Quite often, when I tell people that my academic interest is public international law, I get a response along the lines of: “That sounds interesting! [brief pause] What is public international law?” Since this is one of my first OpenThink blogs, I thought it would be fitting for me to address this question.
Simply put, public international law is the body of law created by countries (referred to as “states” or “States” in the context of international law). Historically, it regulates the relationships between states or, if touching on domestic matters, it helps to harmonize domestic approaches to issues that states have sought to regulate, to varying degrees, internationally. (In contrast, “private” international law—also less confusingly known as “conflict of laws”—is the law that determines which country’s law will apply to cross-border activities or disputes involving persons or “non-state actors.”) For the sake of simplicity, from now on, I will refer to public international law as simply “international law.”
Over time, many specialized areas of international law have developed, including, for example, international human rights law, international trade law, international environmental law, and the law of armed conflict.

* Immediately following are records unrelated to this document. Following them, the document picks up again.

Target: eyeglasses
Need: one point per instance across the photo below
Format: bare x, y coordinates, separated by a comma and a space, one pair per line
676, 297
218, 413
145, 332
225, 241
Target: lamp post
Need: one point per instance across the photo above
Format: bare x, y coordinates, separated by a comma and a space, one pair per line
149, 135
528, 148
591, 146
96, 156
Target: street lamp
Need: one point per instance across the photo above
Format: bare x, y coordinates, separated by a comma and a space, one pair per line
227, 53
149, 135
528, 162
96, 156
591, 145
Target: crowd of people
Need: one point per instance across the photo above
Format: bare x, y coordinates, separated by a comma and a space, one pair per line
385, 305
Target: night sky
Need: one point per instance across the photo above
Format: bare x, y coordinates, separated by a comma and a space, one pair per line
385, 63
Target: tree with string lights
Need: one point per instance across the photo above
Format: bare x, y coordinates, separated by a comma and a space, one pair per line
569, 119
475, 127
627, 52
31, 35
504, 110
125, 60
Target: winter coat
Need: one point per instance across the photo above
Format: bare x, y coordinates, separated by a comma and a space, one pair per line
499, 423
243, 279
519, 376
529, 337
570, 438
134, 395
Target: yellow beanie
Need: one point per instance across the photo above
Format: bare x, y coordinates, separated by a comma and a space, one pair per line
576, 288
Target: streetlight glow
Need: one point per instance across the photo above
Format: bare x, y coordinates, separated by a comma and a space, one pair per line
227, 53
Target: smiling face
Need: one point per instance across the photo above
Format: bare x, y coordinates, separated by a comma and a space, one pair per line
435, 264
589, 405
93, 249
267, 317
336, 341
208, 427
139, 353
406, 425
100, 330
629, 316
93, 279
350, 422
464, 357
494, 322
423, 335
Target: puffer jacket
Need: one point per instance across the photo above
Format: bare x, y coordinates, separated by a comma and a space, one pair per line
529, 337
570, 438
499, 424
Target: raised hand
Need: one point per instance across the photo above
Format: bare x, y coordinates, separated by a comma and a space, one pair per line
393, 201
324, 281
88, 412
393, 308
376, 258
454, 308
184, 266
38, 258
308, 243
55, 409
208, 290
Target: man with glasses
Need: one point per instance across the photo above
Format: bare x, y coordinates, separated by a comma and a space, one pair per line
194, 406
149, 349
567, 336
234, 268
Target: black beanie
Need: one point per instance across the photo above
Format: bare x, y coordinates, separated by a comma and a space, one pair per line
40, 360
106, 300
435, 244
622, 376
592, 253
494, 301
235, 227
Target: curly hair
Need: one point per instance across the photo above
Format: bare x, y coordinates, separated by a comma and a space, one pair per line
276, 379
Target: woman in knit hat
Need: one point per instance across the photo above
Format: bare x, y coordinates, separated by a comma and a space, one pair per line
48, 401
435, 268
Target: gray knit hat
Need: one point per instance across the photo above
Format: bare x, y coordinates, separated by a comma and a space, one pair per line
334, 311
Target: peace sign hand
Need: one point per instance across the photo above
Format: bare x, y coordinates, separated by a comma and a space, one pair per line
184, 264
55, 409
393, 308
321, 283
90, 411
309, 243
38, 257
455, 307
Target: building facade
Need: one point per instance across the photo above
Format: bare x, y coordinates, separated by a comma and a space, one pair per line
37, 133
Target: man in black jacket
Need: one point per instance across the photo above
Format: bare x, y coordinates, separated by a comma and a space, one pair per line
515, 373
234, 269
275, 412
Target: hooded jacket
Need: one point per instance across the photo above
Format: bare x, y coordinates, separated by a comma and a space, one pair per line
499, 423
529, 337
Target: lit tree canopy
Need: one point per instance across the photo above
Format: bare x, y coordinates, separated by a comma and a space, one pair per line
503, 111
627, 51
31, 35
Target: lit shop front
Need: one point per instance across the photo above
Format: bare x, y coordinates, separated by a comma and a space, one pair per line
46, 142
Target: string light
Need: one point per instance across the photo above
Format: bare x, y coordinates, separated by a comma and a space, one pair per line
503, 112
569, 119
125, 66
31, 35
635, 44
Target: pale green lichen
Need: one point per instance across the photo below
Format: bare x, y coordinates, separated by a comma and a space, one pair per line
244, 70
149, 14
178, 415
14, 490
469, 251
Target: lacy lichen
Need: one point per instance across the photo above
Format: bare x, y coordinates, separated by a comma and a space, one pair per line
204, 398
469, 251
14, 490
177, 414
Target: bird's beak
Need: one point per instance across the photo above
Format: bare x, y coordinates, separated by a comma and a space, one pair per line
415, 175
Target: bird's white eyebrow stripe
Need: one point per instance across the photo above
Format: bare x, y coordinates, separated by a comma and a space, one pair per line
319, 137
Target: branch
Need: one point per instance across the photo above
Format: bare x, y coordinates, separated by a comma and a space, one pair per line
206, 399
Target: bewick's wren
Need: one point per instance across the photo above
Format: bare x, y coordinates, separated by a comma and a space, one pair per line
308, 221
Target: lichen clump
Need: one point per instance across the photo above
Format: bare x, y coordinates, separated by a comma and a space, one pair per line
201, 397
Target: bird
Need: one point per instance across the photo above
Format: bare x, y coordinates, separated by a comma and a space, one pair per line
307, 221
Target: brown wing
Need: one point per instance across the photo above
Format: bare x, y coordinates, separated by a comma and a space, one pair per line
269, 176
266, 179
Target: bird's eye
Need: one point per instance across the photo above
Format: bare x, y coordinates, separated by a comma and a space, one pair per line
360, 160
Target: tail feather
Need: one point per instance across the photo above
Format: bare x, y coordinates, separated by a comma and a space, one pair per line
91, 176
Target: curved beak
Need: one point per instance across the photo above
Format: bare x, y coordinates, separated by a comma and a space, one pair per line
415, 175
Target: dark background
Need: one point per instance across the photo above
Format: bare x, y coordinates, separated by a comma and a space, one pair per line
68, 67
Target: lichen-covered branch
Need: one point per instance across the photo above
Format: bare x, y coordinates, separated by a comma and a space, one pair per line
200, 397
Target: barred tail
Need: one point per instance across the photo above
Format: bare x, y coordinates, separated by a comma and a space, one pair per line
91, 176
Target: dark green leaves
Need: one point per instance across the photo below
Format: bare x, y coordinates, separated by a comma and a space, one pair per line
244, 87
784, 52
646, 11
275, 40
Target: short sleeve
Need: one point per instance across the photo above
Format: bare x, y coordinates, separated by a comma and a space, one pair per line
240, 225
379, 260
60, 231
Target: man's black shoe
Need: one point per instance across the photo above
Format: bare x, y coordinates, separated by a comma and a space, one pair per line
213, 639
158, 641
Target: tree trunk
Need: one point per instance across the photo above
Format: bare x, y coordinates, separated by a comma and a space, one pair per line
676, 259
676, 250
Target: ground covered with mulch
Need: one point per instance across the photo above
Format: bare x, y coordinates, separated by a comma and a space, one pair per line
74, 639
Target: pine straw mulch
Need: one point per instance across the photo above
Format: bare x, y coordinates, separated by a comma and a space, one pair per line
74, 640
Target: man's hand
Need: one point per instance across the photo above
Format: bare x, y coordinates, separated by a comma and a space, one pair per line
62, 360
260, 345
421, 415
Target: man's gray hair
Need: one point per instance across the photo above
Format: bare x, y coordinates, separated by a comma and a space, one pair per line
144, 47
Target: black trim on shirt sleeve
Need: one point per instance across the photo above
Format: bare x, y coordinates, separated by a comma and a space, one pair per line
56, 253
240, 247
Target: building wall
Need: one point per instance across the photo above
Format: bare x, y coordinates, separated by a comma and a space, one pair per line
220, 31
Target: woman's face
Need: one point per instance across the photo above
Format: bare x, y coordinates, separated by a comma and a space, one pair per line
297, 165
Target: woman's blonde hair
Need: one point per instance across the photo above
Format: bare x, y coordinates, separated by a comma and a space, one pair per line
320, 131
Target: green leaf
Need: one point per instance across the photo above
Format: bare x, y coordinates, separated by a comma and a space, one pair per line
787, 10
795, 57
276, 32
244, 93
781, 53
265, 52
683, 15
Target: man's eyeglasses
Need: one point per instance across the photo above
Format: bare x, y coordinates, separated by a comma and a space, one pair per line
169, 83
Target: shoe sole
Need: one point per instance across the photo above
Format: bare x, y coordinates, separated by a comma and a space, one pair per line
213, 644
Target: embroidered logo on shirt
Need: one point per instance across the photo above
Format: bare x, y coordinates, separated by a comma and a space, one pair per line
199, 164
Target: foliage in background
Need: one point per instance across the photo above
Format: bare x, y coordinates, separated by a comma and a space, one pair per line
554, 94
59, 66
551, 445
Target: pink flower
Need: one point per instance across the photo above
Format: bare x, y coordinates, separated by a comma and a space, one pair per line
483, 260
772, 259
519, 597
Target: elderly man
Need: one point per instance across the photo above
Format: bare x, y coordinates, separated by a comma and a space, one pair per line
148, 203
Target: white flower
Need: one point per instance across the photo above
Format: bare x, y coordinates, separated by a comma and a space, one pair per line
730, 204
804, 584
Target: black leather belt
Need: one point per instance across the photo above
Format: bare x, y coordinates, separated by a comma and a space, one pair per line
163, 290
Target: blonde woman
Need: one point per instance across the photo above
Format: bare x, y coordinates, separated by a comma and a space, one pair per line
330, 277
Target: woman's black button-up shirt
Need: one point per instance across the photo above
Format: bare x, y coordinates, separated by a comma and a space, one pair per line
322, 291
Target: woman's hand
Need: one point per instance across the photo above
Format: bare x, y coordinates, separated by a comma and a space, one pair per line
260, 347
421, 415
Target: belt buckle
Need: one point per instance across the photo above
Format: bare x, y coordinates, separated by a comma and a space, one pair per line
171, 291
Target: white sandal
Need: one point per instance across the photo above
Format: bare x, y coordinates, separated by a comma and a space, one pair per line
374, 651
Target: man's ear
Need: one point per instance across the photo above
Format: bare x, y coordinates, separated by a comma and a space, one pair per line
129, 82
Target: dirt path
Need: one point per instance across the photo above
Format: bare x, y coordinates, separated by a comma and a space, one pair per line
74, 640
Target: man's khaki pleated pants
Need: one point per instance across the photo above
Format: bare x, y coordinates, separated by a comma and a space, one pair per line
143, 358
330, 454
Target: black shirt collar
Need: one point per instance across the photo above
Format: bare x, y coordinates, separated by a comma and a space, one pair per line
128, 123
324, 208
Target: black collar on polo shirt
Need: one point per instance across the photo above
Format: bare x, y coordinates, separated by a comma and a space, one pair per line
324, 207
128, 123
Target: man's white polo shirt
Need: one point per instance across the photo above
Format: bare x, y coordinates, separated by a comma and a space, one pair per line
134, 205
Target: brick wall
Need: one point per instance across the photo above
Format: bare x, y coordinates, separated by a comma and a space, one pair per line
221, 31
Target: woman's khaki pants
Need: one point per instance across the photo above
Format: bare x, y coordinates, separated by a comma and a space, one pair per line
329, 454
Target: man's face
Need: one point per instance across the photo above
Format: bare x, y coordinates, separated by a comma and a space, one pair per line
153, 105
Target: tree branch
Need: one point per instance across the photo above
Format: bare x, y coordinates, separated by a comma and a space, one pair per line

While an argument may be made that this is shifting, international law has traditionally been state-centric, which is reflected by the fact that states are the predominant authors and subjects of international law. In some ways, this means that international law is created by states and (very often, but not always) for states. A notable exception to the latter aspect is international human rights law, which creates rights for individuals and groups of individuals. However, even then, the state still has a necessary role to play, as international human rights law imposes obligations on states to respect the rights of individuals who are subject to their jurisdiction.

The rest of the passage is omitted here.